Futurisic retro view of AI Engineer World Fair Expo Hall

Interesting conference vibes. There were a few really interesting people doing interesting things. There were also a whole raft of really ambitious people wanting to tell you about the product/company they were launching.

LLMs only understand language

They can bring the whole weight of all cultural experience to bear. They can understand code better if variables are named trailing_12_month_revenue_by_product vs revenue. It lets them access all the other knowlege in the world about accounting and finance. You can also do this in prompts write the script for a who done it where each function is a character. They should each suspect the others of being malicous and causing the program to fail

The cultural shift hasn't even started

We have reached the flat spot in the sigmoid for the adoption of mobile apps and using internet connected devices to interact and facilitate work.
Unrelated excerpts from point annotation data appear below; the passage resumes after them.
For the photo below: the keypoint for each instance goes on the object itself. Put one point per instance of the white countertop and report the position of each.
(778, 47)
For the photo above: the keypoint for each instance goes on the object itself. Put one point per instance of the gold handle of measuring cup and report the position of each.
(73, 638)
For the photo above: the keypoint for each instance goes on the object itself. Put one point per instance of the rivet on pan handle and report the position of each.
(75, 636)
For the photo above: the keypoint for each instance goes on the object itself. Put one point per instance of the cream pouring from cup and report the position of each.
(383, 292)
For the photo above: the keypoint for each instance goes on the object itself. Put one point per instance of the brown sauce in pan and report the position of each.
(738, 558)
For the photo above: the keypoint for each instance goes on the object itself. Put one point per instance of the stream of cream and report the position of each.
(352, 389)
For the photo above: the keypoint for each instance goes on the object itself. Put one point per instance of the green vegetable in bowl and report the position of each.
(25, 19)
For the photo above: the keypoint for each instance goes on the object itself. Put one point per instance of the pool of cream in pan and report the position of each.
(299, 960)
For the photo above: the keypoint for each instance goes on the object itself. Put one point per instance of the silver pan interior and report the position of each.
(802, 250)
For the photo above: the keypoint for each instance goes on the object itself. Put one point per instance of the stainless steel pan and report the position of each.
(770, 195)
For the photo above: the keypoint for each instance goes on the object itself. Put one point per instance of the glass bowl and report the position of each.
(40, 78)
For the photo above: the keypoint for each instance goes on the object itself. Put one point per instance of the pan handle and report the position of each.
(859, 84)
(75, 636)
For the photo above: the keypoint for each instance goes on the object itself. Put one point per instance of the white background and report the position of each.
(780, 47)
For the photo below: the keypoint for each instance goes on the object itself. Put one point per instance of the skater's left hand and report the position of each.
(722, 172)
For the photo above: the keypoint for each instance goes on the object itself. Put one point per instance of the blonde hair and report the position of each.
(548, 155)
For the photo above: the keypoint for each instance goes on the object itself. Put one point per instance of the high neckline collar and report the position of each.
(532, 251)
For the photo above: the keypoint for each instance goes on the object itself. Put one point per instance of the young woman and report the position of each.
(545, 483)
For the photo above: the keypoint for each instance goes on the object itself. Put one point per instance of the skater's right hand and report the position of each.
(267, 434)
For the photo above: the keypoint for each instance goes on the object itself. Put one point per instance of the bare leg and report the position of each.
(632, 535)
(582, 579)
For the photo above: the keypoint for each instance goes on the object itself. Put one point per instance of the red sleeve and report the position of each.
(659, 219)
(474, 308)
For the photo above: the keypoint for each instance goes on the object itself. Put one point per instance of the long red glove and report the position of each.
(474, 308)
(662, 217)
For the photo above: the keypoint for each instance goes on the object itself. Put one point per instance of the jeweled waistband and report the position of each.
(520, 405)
Visicalc was first published in 1979, Mosaic in 1993, first iPhone in 2007.

Would the company you work at, or your coworkers, be comfortable with:

  • every zoom call being transcribed and placed in a searchable datastore.
  • A notion page of the summary of any discussion being created.
  • Any todo's or ideas for software changes being logged automatically to jira and Teams Tasks.
  • Draft emails being created for any questions that you had from the meeting.
  • An AI management coach suggesting that based on your calendar you haven't had 1-on-1's with half your team at an average of 0.8 / person / week
  • Being told by an effectiveness coach that your communications with female colleges is more abrupt and domaneering than with male colleges.

All of these are possible now. Think if the work place is ready for them, legally, practically or socially.

Source Code is becoming Disposable

The marginal value in knowing how to write a line of code is going to zero very quickly. This is making the skill of knowing what to write more valuable while the skill of knowing how to write software less valuable. I'm unclear if the knowing the why is changing in value.

We seem to be in an awkward transition between all source code being a generated artifact (ala compiled binaries) and the source code still being the highest order description of the system.

Text is still the universal interface

The Unix Philosophy really nailed it:

Write programs to handle text streams, because that is a universal interface.

Also in light of the ease of writing single use scripts via llms this also still rings true:

Use tools in preference to unskilled help to lighten a programming task, even if you have to detour to build the tools and expect to throw some of them out after you've finished using them.

I feel that I need to build out my commandline tooling/facility with llms and the text/prompt piping. One tool that I've found useful so far is llm (cli for calling llms). Another technic is to slurp all the sub-files in a directory into the context and submit those as part of the prompt (hat tip to Manuel Odendahl).

LLMs assume the have the information needed to solve the problem

Inherently how they are trained, LLMs assume they have the context needed to predict the next token. This means they have no reasoning layer to determine if they have been given a task that would be best solved by first acquiring more information.